Es war schlimmer als die Zeit in den Bergen, als sie ihren Körper überstrapaziert hatte. Wenigstens hatte ihr Geist sich da noch in ihrem Herzen verkriechen können. Jetzt war ihr Herz nicht mehr sicher. Ein weites, leeres Loch hatte die Sicherheit darin zerstört. Ihr Leben hatte mit Malion jegliche Freude verloren. Sie funktionierte nur noch für das Ziel, Arlemia zu retten.

Die anderen bemühten sich zwar sehr, Mitleid zu zeigen, doch Lenoa wusste, dass sie hinter ihrem Rücken redeten und ihr Handeln nicht verstanden. Das war ihr egal. Ihr war beinahe alles egal, außer das glitzernde, türkise Gewässer, das stetig näher kam.

Trotzdem kam es Lenoa vor wie im Traum, als sie dann wirklich am Ufer standen und über die sanften Wellen zur Insel blickten. Der See war größer als sie gedacht hatte, das Wasser an einigen Stellen kristallklar, an anderen trüb und dunkel.

Lenoa kannte die Geschichten, die sich um den See Linarw drehten. Wassermenschen, Seemonster, jeder wusste eine andere Schauergeschichte zu erzählen. Sie glaubte nicht daran, trotzdem fühlte sie sich nicht gut dabei, dem Wasser zu nahe zu kommen.

Da inzwischen schon die Dämmerung einsetzte, suchten sie sich einen Lagerplatz unter der gefährlich weit überhängenden Böschung, ein paar Meter vom Wasserrand entfernt.

Arsiena, Paradur, Arian und Kelmor setzten sich in einen Kreis und diskutierten, wie sie am Morgen auf die Insel kommen sollten. Es war um einiges zu weit um einfach zu schwimmen und ein Boot hatten sie keines.

Lenoa hatte kein Interesse daran, sich an den Gesprächen zu beteiligen. Nach nur kurzer Zeit und noch bevor die Sonne ganz untergegangen war, entfernte sie sich unbemerkt und setzte sich an den Rand des Wassers. Sanfte Wellen schwappten mit einem leisen Plätschern über den Kies.

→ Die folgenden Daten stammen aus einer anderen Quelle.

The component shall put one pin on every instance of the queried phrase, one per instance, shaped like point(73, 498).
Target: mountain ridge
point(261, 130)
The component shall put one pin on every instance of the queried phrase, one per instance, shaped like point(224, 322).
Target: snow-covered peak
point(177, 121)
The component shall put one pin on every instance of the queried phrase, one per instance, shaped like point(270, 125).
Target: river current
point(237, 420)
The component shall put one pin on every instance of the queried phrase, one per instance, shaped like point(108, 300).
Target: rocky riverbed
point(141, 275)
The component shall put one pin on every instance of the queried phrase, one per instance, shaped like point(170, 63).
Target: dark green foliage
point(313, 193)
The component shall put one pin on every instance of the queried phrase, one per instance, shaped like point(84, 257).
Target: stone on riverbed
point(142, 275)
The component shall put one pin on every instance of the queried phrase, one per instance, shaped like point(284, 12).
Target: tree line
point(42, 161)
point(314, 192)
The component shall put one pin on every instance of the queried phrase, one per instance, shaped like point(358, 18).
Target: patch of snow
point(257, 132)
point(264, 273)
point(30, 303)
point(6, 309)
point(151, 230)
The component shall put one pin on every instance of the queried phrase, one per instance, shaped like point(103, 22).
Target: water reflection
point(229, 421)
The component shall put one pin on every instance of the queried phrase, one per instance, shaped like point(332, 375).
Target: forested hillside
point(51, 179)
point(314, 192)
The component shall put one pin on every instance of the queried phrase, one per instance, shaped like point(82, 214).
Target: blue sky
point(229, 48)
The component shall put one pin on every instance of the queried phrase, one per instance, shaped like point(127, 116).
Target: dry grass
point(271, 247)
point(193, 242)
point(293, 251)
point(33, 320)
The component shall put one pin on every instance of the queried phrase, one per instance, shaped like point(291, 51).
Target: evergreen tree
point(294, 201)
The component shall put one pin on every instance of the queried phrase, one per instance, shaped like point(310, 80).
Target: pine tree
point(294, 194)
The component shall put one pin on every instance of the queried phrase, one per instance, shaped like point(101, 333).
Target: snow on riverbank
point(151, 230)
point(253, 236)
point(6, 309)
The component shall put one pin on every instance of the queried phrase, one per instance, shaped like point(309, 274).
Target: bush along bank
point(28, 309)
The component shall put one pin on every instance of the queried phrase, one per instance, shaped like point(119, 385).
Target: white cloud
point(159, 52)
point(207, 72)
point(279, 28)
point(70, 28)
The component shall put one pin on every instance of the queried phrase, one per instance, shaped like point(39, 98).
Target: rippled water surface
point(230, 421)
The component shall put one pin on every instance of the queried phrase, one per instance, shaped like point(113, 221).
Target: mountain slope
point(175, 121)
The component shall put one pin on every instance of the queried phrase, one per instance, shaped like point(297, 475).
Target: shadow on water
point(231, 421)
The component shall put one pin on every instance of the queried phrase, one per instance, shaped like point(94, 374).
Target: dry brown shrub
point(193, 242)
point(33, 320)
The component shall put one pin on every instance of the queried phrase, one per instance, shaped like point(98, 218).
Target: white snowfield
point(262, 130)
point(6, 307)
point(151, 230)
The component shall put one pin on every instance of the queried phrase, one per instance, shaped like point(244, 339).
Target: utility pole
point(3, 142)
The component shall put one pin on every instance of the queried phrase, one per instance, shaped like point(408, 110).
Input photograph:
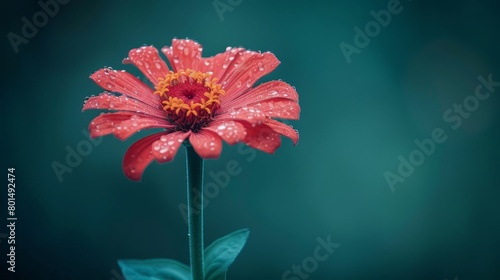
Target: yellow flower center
point(190, 98)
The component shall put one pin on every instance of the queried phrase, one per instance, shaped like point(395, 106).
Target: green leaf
point(154, 269)
point(221, 254)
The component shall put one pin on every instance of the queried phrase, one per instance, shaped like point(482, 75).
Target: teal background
point(357, 118)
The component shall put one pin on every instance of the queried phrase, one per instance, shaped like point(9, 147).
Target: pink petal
point(250, 114)
point(165, 149)
point(265, 91)
point(284, 130)
point(279, 108)
point(252, 67)
point(262, 137)
point(148, 60)
point(109, 101)
point(124, 124)
point(124, 83)
point(183, 54)
point(206, 143)
point(231, 131)
point(139, 156)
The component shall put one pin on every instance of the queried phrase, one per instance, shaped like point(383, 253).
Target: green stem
point(194, 167)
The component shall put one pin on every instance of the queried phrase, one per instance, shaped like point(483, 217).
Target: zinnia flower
point(201, 100)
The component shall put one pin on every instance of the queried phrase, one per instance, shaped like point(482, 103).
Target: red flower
point(205, 100)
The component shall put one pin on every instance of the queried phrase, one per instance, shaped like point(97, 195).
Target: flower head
point(200, 100)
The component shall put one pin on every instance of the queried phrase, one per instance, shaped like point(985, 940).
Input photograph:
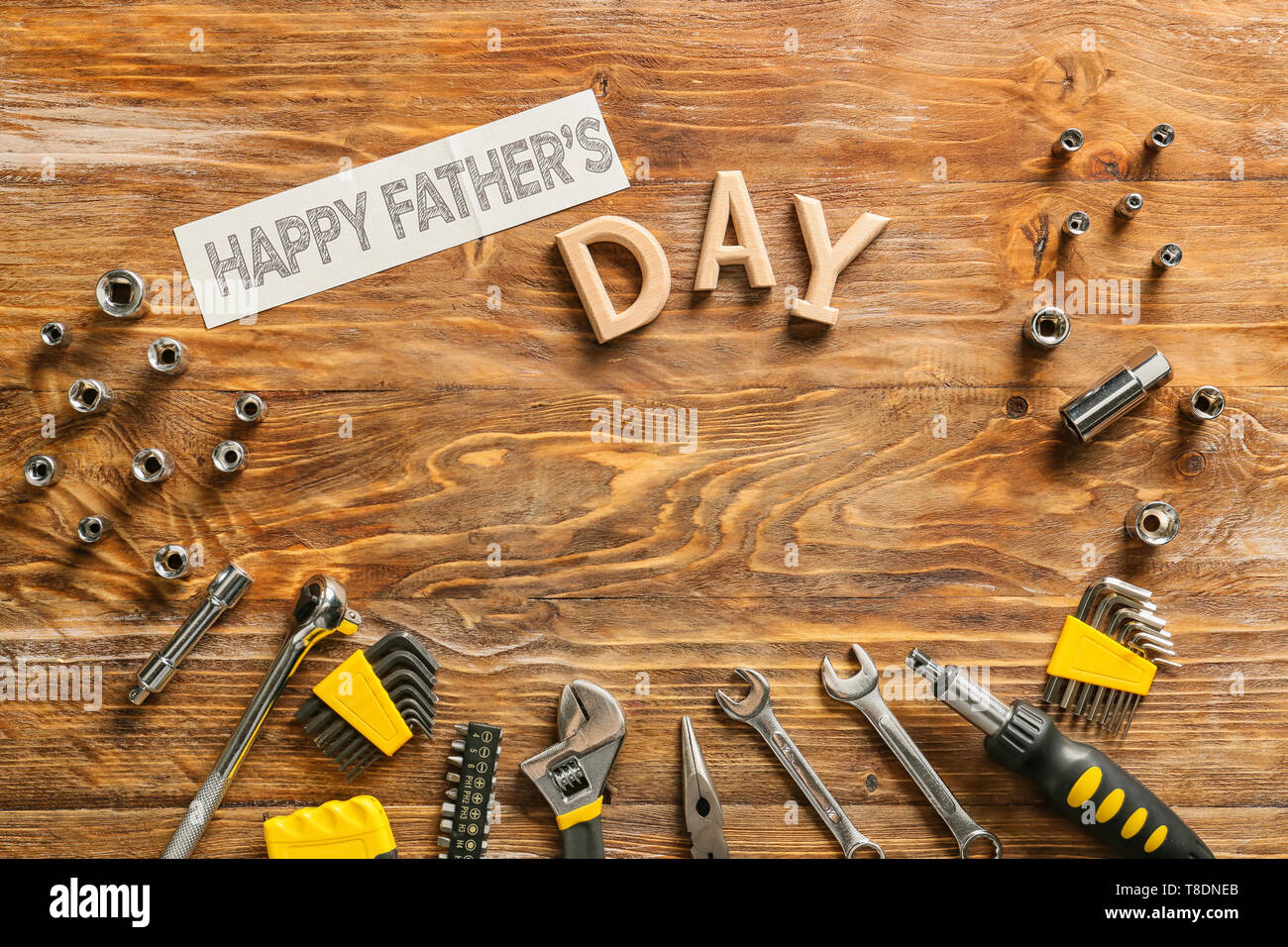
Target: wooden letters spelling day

Der Anblick der kleinen Steinchen weckte die Erinnerung an ihre Visionen in Gla'zal. Balyna hatte Nazilda es genannt und Lenoa hatte diesen Namen unwwillkürlich mit dem Wind in ihr verbunden, der sie hier her geleitet hatte. Balyna. Eine Kraft, die nur die mächtigsten Königinnen früher beherrscht hatten. Warum also sie?

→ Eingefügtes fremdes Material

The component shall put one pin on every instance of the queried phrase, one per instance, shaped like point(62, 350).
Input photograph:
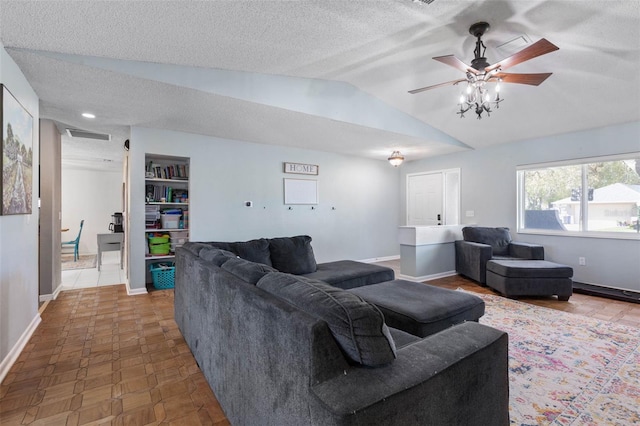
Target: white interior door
point(425, 200)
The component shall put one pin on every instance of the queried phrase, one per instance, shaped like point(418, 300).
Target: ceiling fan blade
point(452, 61)
point(422, 89)
point(531, 79)
point(541, 47)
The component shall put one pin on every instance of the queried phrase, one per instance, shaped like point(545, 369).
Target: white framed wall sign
point(300, 191)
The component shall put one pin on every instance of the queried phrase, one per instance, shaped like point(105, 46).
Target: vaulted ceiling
point(322, 75)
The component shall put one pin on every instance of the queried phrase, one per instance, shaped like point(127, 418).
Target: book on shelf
point(155, 193)
point(171, 171)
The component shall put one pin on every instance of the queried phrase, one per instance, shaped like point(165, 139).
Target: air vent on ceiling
point(79, 133)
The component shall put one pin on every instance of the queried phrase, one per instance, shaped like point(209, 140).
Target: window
point(596, 197)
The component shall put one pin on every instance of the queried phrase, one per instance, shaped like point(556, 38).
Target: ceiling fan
point(480, 72)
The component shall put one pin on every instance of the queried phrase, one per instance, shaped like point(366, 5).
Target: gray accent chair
point(481, 244)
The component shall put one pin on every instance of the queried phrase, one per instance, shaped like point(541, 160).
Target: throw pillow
point(246, 270)
point(498, 238)
point(357, 326)
point(253, 250)
point(293, 255)
point(216, 256)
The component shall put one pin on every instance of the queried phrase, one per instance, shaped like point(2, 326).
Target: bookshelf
point(166, 205)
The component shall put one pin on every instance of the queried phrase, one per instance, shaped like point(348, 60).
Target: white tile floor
point(109, 274)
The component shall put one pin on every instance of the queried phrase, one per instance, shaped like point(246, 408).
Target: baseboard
point(14, 353)
point(608, 292)
point(53, 296)
point(427, 277)
point(45, 297)
point(380, 259)
point(135, 291)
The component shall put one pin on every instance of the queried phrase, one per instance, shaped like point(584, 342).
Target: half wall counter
point(428, 252)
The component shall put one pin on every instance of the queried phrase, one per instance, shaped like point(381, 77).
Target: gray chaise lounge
point(282, 349)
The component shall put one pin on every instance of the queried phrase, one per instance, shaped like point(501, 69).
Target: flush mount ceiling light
point(396, 158)
point(480, 74)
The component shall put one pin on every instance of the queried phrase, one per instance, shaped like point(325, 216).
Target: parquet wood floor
point(100, 357)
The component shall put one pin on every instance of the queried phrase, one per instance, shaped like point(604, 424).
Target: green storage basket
point(158, 240)
point(163, 275)
point(160, 249)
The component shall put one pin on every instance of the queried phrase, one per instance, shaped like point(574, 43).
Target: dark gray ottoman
point(514, 278)
point(421, 309)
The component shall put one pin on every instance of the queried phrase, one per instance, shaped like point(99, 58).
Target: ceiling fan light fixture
point(396, 158)
point(480, 74)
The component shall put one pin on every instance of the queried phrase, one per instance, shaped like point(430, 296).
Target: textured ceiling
point(376, 49)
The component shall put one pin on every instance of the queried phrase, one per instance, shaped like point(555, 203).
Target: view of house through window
point(598, 195)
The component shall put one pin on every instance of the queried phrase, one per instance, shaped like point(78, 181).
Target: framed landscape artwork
point(17, 155)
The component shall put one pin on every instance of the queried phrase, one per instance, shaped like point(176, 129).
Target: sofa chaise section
point(270, 362)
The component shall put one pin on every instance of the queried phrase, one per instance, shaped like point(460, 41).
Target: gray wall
point(488, 187)
point(50, 208)
point(19, 241)
point(226, 173)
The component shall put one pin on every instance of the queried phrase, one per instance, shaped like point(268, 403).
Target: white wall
point(19, 241)
point(92, 195)
point(226, 173)
point(488, 187)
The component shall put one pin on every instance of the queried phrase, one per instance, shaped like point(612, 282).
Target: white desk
point(110, 242)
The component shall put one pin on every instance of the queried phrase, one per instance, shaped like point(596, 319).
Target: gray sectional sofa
point(279, 346)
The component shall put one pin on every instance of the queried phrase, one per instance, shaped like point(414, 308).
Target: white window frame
point(583, 199)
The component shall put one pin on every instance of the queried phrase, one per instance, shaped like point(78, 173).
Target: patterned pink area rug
point(567, 369)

Eine Frage, die Lenoa nicht beantworten konnte. Aber sie wusste sehr genau, was sie gesehen hatte. Daotan. Kwir. Die Insel mit den Kieselsteinen.

Von hier sah die Insel Thelyn in der Mitte des Sees bewaldet aus, doch Lenoa konnte aus dieser Entfernung auch nicht ausmachen, wie das Ufer beschaffen war. Gut möglich, dass ein Kiesstreifen den Wald umgab.

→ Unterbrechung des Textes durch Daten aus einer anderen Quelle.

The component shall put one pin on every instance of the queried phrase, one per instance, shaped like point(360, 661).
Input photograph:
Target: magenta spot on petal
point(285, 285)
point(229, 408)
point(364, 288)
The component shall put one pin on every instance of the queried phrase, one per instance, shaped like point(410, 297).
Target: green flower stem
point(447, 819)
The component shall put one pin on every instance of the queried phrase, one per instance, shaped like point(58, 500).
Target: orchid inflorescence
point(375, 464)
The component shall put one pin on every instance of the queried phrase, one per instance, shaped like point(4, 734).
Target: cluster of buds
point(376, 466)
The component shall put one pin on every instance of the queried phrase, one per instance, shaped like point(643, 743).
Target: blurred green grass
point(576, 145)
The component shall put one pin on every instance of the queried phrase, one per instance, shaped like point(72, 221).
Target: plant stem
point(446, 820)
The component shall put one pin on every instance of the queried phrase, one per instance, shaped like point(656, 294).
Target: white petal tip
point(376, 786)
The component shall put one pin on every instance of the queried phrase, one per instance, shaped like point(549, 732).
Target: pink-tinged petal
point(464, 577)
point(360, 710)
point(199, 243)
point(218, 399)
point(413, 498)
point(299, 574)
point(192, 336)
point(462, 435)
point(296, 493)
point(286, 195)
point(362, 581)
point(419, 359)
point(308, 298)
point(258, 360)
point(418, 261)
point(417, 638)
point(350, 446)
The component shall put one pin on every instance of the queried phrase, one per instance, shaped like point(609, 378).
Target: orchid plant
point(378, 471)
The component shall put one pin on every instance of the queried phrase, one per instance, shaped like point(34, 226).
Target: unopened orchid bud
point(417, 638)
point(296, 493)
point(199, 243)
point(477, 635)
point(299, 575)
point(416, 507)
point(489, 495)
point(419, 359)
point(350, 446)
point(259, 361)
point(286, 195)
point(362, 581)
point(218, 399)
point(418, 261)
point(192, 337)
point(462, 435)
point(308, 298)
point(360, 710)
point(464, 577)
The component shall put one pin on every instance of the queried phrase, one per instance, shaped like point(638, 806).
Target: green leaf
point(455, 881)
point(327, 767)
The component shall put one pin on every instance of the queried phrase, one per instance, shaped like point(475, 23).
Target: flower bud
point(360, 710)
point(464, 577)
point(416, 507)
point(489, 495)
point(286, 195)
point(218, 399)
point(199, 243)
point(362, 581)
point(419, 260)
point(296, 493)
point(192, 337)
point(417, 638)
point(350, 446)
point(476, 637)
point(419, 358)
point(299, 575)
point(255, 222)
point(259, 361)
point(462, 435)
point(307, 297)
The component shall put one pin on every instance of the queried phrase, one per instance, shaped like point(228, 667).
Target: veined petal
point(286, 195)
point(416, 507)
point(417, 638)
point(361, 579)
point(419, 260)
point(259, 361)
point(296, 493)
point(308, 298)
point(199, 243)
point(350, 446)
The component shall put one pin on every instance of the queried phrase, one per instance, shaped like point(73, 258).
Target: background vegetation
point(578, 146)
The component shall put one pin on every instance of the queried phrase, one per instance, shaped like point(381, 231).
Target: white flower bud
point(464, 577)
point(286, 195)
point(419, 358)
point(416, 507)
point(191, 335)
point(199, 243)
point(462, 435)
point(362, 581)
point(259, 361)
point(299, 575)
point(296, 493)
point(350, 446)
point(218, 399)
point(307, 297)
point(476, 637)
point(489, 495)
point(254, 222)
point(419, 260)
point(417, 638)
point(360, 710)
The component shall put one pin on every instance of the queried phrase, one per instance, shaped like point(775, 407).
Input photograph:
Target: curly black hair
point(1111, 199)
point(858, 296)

Für einen Moment fragte sie sich, wie viel an den unzähligen Geschichten über den See wahr sein konnte, doch sie verwarf diese unwichtigen Gedanken schnell wieder.

Sie hatte erwartet, wenigstens irgendetwas zu fühlen, wenn sie angekommen war. Doch Balyna meldete sich nicht zu Wort. Sie fragte sich, ob das ein schlechtes Zeichen war, oder ob das noch kommen würde, wenn sie erst einmal auf der Insel war.

Auch hätte sie sich wohl darüber freuen sollen, nun fast am Ende ihrer Reise zu sein. Doch sie war weder aufgeregt, noch freute sie sich. Vielleicht waren diese Gefühle mit Malion gestorben.

Nachdenklich zog sie Inzarn hervor und fuhr mit den Fingern die Klinge entlang. Die Schneide war so unglaublich scharf, dass sie keinen Druck ausüben musste und sich trotzdem ganz leicht in den Finger schnitt. Ein einzelner Tropfen Blut fiel auf die in der dichter werdenden Dunkelheit grauen Kiesel.

Vermutlich bildete sie sich das ein, doch es schien, als würde das Schwert leuchten. Kaum merklich, aber trotz der untergegangenen Sonne sah es so aus, als würde ein blaues Glimmen davon ausgehen.

In diesem Moment stiegen einige Luftblasen im See auf. Das Geräusch war leise, aber Lenoa erschrak sich dennoch davor. Nun doch etwas beunruhigt kehrte sie zu den anderen zurück und legte sich wortlos schlafen.

Sie bekam nicht mit, wie die anderen ihre Diskussionen beendeten und sich zu ihr gesellten, trotzdem wachte sie wie die letzten Nächte auch mehrmals auf, nicht selten aufgeweckt von Albträumen.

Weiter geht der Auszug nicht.